Factional fight within Britain's Labour Party aggravates
London, Sep 9 (UNI) The ''civil war'' within the British Labour intensified after MPs warned of attempts by hardline supporters of Prime Minister Tony Blair this weekend to ''take out'' Chancellor of the treasury Gordon Brown, as well as a revival of pressure on Mr Blair to step down soon.
According to media reports the plot to remove Mr Blair this week was far more ambitious than known so far, and that some of the conspirators expected him to be out by the end of this week.
A report in The Times claims that the letter from MPs calling on Mr Blair to quit was envisaged as one part of a four-pronged strike to end his career. The aim, according to the plotters, was to remove him within days.
Three successive letters calling on him to quit would be followed by a delegation of ministers to the residence of the British Prime Minister demanding he step aside for the Chancellor. Mr Blair would be ''gone by Saturday'', according to one of the ''plotter''.
Simultaneously ''ferocious'' attacks on Mr Brown by Charles Clarke and Frank Field were seen by the Chancellor's allies and mainstream MPs as evidence that the turmoil would not stop until a leadership contest was called. They also contended that the ''ultra-Blairites'' saw the next few days as crucial to stopping the Chancellor.
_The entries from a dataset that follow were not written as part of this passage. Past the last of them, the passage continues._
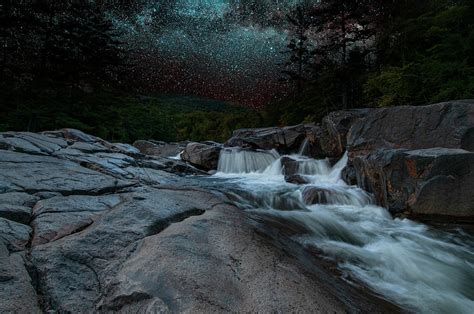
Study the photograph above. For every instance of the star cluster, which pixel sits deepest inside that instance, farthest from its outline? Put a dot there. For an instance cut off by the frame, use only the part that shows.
(222, 49)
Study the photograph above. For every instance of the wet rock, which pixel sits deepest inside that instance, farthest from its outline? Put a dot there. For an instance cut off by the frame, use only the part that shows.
(297, 179)
(334, 129)
(203, 156)
(290, 166)
(448, 124)
(88, 147)
(21, 214)
(213, 263)
(305, 166)
(75, 269)
(316, 195)
(349, 175)
(284, 140)
(22, 172)
(311, 145)
(72, 135)
(57, 217)
(434, 183)
(16, 289)
(14, 235)
(159, 149)
(18, 198)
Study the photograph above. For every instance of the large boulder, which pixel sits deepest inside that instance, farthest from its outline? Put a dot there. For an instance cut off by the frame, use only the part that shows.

Mr Clarke accused Mr Brown of ''absolute stupid behaviour'' and said he could have stopped the week's plotting ''with a click of his fingers''. In an interview with The Daily Telegraph, he called the Chancellor a ''control freak'' who ''can't work with people'' and who was ''totally uncollegiate'' in his decision-taking. ''He's not a risk taker and you've got to be a risk taker in politics,'' Mr Clarke said. ''The courage question is a big thing for Gordon.'' The scale of the attacks on Mr Brown gave rise to speculations about his possible challengers. There were claims denied by his aides that eduction secretary Alan Johnson was putting together a campaign team for the deputy leadership election, which could swiftly be transformed into a bid for leadership.